Mike Parker, the district safety coordinator, and school resource officers are certified deputy sheriffs. He says, “We put out small fires every day before they become big fires. He and Thomas Putnam (SRO) have completed Trauma-Informed Practitioners training and are certified. Of the training, Parker said they “identify issues, try to mitigate whatever is going on, and send available resources their (students) way and parents. It has proven to be very successful in the fight against mental health. Seas said staff are aware of the Handle with Care program. According to the handwithcareohio.org website, “If a law enforcement officer or other first responder encounters a child while on a call, that child’s name and three words, HANDLE WITH CARE, are passed to the school/child care before the school bell rings the next day The school implements trauma-informed individual, classroom and whole-school strategies so that potentially traumatized children are “treated with care.” If a child needs further intervention, trauma-informed mental health care is available at school.
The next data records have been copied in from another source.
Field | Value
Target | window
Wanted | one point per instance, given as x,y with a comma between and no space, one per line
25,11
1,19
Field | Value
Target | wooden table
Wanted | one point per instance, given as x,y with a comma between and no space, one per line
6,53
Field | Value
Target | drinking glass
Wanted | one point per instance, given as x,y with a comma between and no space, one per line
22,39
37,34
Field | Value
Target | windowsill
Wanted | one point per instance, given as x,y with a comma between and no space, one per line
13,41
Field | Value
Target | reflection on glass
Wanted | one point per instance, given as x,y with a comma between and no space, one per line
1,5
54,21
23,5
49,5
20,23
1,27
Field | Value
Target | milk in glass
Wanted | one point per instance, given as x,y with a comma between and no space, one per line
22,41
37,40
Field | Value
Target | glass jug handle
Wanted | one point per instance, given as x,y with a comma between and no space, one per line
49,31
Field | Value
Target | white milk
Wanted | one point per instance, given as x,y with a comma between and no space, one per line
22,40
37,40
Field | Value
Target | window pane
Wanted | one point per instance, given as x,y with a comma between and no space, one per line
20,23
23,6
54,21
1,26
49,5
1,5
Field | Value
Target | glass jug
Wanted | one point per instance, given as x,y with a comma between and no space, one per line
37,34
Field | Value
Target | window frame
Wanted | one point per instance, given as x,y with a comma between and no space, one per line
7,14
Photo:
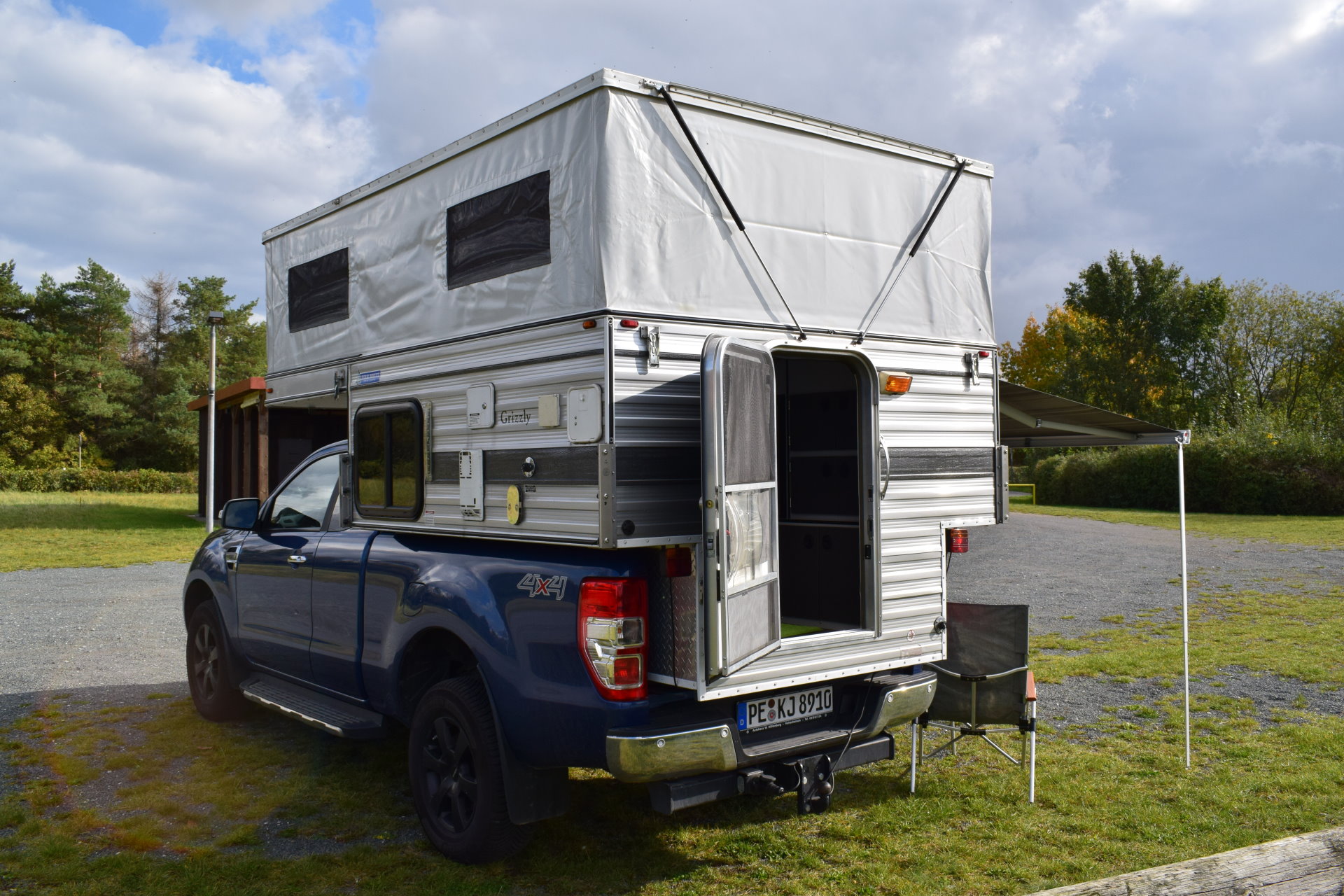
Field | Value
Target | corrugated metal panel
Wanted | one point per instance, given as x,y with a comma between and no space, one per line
522,365
944,410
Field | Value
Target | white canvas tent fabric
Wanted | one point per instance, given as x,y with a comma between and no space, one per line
1031,418
636,229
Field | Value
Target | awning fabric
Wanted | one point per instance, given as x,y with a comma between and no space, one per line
1028,418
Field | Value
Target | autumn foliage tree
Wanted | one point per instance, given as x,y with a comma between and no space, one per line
1133,335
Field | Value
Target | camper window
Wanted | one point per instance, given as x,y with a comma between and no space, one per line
319,292
502,232
388,461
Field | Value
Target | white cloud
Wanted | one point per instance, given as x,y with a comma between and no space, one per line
1208,132
147,159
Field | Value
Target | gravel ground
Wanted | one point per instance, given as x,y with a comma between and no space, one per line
115,636
92,626
1075,571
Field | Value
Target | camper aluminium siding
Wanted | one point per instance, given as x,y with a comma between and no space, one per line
522,365
929,489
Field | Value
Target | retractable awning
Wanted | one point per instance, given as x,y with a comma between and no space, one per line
1028,418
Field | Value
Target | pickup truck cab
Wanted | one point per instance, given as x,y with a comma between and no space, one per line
508,663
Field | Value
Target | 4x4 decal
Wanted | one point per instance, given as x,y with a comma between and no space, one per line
539,586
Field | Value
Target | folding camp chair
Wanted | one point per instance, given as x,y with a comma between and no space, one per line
984,681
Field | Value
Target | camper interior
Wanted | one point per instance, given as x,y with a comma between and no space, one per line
820,418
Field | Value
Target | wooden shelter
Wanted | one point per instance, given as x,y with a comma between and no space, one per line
257,447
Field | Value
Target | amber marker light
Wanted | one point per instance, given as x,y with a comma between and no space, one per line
894,383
Parker also notes that Adams County is home to the Tactical Defense Institute (TDI), located in West Union. TDI offers firearms and physical self-defense training for civilians, law enforcement, and military. TDI owner John Benner reports that they offer a course on “active killers”. He said, “We’ve done all kinds of things across the United States. We work for the International Association of Law Enforcement. He continued: “At the end of the day, if someone is not there who has a gun on the scene, it takes too long. There are layers of protection they need at school.
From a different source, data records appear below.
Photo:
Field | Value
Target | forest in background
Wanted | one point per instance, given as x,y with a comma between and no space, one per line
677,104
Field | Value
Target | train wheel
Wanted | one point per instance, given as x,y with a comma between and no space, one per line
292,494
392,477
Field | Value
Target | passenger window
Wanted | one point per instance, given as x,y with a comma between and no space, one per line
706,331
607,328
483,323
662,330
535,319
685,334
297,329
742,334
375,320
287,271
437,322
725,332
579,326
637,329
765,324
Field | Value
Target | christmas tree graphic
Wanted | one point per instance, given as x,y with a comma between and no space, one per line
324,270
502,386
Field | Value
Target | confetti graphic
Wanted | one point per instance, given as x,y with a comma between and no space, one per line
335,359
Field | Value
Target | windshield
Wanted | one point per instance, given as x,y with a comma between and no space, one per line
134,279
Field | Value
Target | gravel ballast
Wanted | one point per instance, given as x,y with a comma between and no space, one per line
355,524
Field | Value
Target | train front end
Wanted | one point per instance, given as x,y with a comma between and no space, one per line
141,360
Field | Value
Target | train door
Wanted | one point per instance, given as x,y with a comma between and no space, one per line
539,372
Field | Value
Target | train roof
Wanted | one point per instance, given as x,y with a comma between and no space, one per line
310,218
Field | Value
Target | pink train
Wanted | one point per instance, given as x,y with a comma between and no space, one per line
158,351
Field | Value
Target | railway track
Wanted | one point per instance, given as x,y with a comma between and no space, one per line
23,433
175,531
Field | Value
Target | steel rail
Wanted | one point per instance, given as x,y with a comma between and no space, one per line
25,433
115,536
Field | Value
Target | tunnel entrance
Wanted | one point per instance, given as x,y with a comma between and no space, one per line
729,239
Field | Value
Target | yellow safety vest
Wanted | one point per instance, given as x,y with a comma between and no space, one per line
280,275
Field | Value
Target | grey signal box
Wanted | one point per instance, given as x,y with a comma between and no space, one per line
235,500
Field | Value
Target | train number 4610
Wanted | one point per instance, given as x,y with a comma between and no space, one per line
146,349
ACOVSD conducts three theatrical shooting exercises per school year. Parker says, “Staff and students are all involved in procedural reaction time testing, facility security and alarm testing. He continued, “We always like to go above and beyond, so we have tabletop exercises where we get the staff together and give them a script and let them talk about it.” Parker describes a modified version of the tabletop exercise in which a student and staff are given a verbal scenario. This exercise encourages good conversation and problem-solving processes.

Tiffany Walsh, a fifth-grade teacher at North Adams Elementary School, responds to Tuesday’s shooting: “I’m devastated. It’s just awful. I had 19 children in my class last year. What if it was my children?

Parker communicates that the Adams County community’s response to the recent shooting in Uvalde, Texas was one of support. Some have asked, “What should we do next year?” What can we do differently? Business owners have also reached out, ready to donate resources. He says, “We are a tight-knit community here. When it comes to our students, everyone stands together when it comes to safety.

In many conversations this week, I remembered a time before Columbine when school shootings weren’t something we rehearsed for. There was a time when school felt safe, and the only drills practiced were for fire or tornado, and most of the children were happy for the break that took them away from class work. Humanity is sacred, so hope for healthy debate, wise counsel, and collective concern as lawmakers face this challenge. Social media has at least one thing correct – it’s not meant to be like that.